Dalam pandangan tradisional,
guru adalah orang yang berdiri di depan kelas untuk menyampaikan ilmu
pengetahuan (transfer of knowledge). Guru adalah seorang yang mempunyai gagasan
yang harus diwujudkan untuk kepentingan anak didik sehingga menunjang hubungan
sebaik-baiknya dengan anak didik, sehingga menjunjung tinggi, mengembangkan dan
menerapkan keutamaan yang menyangkut agama, kebudayaan, keilmuan.[1]
Dari uraian tersebut, dapat
ditangkap bahwa tujuan pembentukan undang-undang tentang guru dan dosen adalah
agar orang-orang yang menjadi guru dan dosen di Indonesia adalah insan-insan
berkarakter unggul yang menjunjung tinggi nilai-nilai luhur, dan bukannya
manusia pragmatis, yang mudah terseret pada arus hedonisme, konsumerisme, dan sebagainya.
Profesi guru seharusnya
diisi oleh manusia-manusia berkarakter untuk bisa mewujudkan pendidikan
berkarakter. guru adalah aktor utama dalam pendidikan di sekolah dan citra guru
dibawa siswa dalam kehidupannya dalam keluarga juga masyarakat.
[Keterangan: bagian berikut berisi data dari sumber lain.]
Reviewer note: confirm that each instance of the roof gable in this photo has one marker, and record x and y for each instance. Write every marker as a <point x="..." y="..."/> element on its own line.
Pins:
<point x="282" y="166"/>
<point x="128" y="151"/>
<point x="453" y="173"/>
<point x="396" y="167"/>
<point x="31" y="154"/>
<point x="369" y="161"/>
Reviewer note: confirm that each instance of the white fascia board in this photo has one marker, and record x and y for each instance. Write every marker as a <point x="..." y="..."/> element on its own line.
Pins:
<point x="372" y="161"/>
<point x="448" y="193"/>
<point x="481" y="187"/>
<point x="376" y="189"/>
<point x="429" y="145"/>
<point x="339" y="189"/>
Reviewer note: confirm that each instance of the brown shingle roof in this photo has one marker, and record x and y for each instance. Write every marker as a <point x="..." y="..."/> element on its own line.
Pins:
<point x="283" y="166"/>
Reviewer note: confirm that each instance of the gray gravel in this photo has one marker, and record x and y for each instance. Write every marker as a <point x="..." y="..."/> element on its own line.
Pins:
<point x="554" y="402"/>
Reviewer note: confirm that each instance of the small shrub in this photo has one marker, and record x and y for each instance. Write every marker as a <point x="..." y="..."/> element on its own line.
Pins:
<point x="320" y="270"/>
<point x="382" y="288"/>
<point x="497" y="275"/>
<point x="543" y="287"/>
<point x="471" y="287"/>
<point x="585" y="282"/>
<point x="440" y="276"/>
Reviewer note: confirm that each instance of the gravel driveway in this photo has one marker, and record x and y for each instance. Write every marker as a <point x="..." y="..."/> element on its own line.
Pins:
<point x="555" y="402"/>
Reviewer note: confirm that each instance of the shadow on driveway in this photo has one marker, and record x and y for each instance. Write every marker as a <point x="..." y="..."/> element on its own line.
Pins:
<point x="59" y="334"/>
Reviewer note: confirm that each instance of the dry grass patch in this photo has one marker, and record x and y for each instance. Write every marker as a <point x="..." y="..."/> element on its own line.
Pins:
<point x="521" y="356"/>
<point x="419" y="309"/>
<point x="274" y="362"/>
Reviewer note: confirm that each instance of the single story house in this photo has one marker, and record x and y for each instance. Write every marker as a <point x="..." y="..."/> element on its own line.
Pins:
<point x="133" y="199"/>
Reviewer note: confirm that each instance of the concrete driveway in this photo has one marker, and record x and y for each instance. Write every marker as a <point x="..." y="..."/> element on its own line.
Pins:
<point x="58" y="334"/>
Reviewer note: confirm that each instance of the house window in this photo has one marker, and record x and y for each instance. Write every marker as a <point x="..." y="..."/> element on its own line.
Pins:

Gurulah yang
akan mendidik para calon pemimpin bangsa, penerus kelangsungan suatu bangsa.
Apabila guru tidak memberikan karakter unggul di hadapan siswanya, tidak
mengajarkan nilai-nilai luhur, nilai-nilai kibujakan dan kebajikan, baik dalam
ucapan, sikap, perbuatan maupun keteladanan atas pilihan gaya hidupnya kepada siswa.
Tentu tidak bisa dibayangkan apa yang
akan terjadi pada suatu bangsa di masa yang akan datang.
Konsep pendidikan yang mulia
(berkarakter), baik guru yang berkarakter maupun siswa yang berkarakter
disampaikan oleh Thomas Lickona (1991)[2] bahwa karakter merupakan “A reliable inner disposition to respond to
situations in a morally good way. Character so conceived has three interrelated
parts: moral knowing, moral feeling, and moral behavior.” Karakter mulia (good character) meliputi
pengetahuan tentang kebaikan (moral knowing), lalu menimbulkan komitmen (niat)
terhadap kebaikan (moral feeling), dan akhirnya benar-benar melakukan kebaikan
(moral behavior). Dengan kata lain, karakter mengacu kepada serangkaian
pengetahuan (cognitives), sikap (attitudes), dan motivasi (motivations), serta
perilaku (behaviors) dan keterampilan (skills).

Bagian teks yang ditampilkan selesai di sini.